Audience Member: I focus on cyberbullying and youth. There is very little talk here in the US about independent evaluations compared to in Europe. These don’t have to be intrusive and require state action abut can have real value.
Jathan: I work on Smart Cities and the metaphor of platforms has extended to company’s like IBM talking about smart cities as platforms. What do we even mean by platform and why is this such an attractive model or metaphor to use? It seems like it has a lot to do with power. There is power in being a platform by depoliticizing the stature of the company because it suggests they aren’t in the busy of making active decisions. Curious whether this metaphor of platform will soon break.
Nik: Picking up on Christian’s idea of what would intervention look like: what would non-intervention look like? You (Christian) know this because of how you have written about the Facebook Contagion study.

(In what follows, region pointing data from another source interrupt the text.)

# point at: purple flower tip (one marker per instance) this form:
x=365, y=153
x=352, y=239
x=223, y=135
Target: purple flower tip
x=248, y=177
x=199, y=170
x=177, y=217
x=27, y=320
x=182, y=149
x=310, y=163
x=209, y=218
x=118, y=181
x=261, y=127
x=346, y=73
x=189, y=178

Sarah: I want to talk more about Nick Seaver’s point about the multiple personalities seen in platforms. How do norms of different communities come into tension with the platform? Blocking Twitter in Turkey had a positive outcome for Twitter when there was a user surge thereafter. When do companies make decisions to serve a user base versus going in a different direction? There are changing relationships between users and platforms and those shift by global positioning to the platform.
Fenwick McKelvey: Three potential directions to take this work: 1) push forward the relationship between platform and virtual world, especially looking at case studies like League of Legends—when is something a gaming space and when is it a platform; 2) there are also connections between platforms and companies that change at the routing level such as in the case of Netflix usage data; and 3) how are these issues territorialized and materialized platforms like in the case of Uber?

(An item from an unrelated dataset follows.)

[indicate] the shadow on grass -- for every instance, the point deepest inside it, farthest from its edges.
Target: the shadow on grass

Tatevik: How much change is actually made? It doesn’t look like things in privacy have changed despite multiple outrages?
Audience Member: One of the things we haven’t quite addressed is that there has been a shift from the liberal framing of politics to protect rights to seeing corporations as protecting those rights. If Facebook is a corporation with preferences that collects users instead of the users with preferences going to corporations, how does that change our understanding of these issues?
Christian: We are talking a lot about platforms resisting regulation and users pushing for it. Historically, corporations want intervention because it can protect it from competition and guarantee its right to property. This might be helpful because it doesn’t frame the problem as confrontational.
Tarleton: I feel like the language of platform change is often used to target platforms because it is an easy shorthand. How do we find language that appreciates how these relationships go beyond just platforms? Of course, being more sophisticated about how we talk about this ecosystem, might mean we lose our ability to use language that can hold organizations accountable.
Nathan: Companies often engage with people who are trying to shift how they work. (He’s seen it in his work on Twitter and on reddit as well.) They have informal ties to different communities and this shapes the design decisions and also can cause some of the problem we saw over the summer.
Karine: I would like to see a macro theory that incorporates the structure of platforms and networks and the dynamics of content flows and relationships and through which we can talk about the actors and how they exercise power (something she has started writing about social media). We are missing the understanding of the ecosystem as an ecosystem.